Staff and students at schools with a 70% vaccination rate will no longer be required to quarantine. Hutchinson says this 70% must include all students, even those who aren't yet eligible to get the vaccine. He hopes this change will increase the vaccination rate, especially once younger children become eligible.  

He also announced the "Test to Stay" protocol, allowing unvaccinated students who come in contact with someone who tests positive to stay in school and not quarantine under two conditions. That student would have to take a rapid test and test negative and agree to wear a mask. He says this will be a pilot program, and districts can participate on a first-come basis.  

"The testing is a means to make sure there isn't anybody that can infect others in the school environment," Hutchinson said. "The wearing of masks can accomplish the same things, as can vaccinations. So, we are not compromising health standards, but we are giving options so that we can minimize quarantine and give school districts options to look at." 

Credit: Arkansas Department of Health

Families struggling with the quarantine aspect of school were interested to hear the 'Test to Stay' policy. Melissa Koller is the mother of an eighth-grader at Alma Middle School who is unvaccinated.

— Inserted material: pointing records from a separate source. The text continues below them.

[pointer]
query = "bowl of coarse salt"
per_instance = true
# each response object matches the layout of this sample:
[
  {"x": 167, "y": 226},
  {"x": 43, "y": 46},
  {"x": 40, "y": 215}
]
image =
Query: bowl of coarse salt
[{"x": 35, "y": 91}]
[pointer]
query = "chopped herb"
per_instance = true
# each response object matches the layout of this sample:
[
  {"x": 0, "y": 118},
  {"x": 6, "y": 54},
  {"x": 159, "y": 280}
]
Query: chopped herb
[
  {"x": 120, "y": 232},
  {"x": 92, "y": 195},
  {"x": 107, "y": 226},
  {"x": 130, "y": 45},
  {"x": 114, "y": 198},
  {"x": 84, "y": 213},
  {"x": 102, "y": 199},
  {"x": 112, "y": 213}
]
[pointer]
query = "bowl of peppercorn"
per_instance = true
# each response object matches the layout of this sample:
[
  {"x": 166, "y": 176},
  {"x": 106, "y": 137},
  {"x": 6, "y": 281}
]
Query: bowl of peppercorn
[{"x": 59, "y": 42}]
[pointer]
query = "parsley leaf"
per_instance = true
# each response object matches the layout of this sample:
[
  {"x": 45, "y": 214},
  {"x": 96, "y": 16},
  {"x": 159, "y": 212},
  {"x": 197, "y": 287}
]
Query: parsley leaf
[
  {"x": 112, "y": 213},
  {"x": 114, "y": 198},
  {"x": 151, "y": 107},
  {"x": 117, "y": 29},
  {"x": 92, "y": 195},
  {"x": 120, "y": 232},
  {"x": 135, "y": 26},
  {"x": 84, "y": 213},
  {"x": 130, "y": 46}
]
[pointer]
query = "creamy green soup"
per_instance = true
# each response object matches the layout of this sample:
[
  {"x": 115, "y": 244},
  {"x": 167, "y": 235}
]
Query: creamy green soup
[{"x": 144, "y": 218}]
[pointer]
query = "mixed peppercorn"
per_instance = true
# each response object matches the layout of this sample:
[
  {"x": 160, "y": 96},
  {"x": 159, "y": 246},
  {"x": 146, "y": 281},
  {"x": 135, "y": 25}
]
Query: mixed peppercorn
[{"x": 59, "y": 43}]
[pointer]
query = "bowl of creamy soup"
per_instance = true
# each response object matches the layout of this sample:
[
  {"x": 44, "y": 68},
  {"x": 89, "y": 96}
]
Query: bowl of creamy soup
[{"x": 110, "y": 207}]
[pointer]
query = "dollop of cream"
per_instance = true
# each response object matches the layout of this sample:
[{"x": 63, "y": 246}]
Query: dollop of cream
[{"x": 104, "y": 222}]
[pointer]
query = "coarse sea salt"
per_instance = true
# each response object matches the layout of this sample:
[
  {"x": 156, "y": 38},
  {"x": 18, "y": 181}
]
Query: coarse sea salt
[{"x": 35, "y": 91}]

Koller says she has been quarantined twice this month for COVID exposure at school. 

“Since I live in a school district where we do not mask our children with a mandate and of course since the vaccine is not a mandate itself either, it feels like the Arkansas Department of Health rules for quarantine has become a whip," said Melissa.

She feels the quarantine guidelines are pushing parents to get their children vaccinated so their children can stay in school and not be quarantined. 

“It feels like a whip for schools not mandating a mask because if you don’t have a school that’s mandating masks what is the average of kids that both the one who got COVID and the one who got exposed wearing masks, it’s going to be very low," said Melissa.

Springdale Schools Director of Communications Trent Jones says they want to minimize the impact of quarantining healthy students.  

"The pandemic impacts all of us in pretty serious ways, and one thing we have found is that through these quarantining's, a lot of times healthy students are being sent home," he said.  

Jones told 5NEWS there isn't a timeline right now for when this program could start, but they look forward to working with the state.  

"We are very proud of Springdale Schools being at the forefront of helping to create healthy environments to the best of our ability," Jones said. "I think we all know that school is the heartbeat of the community, and school reflects the health of the community."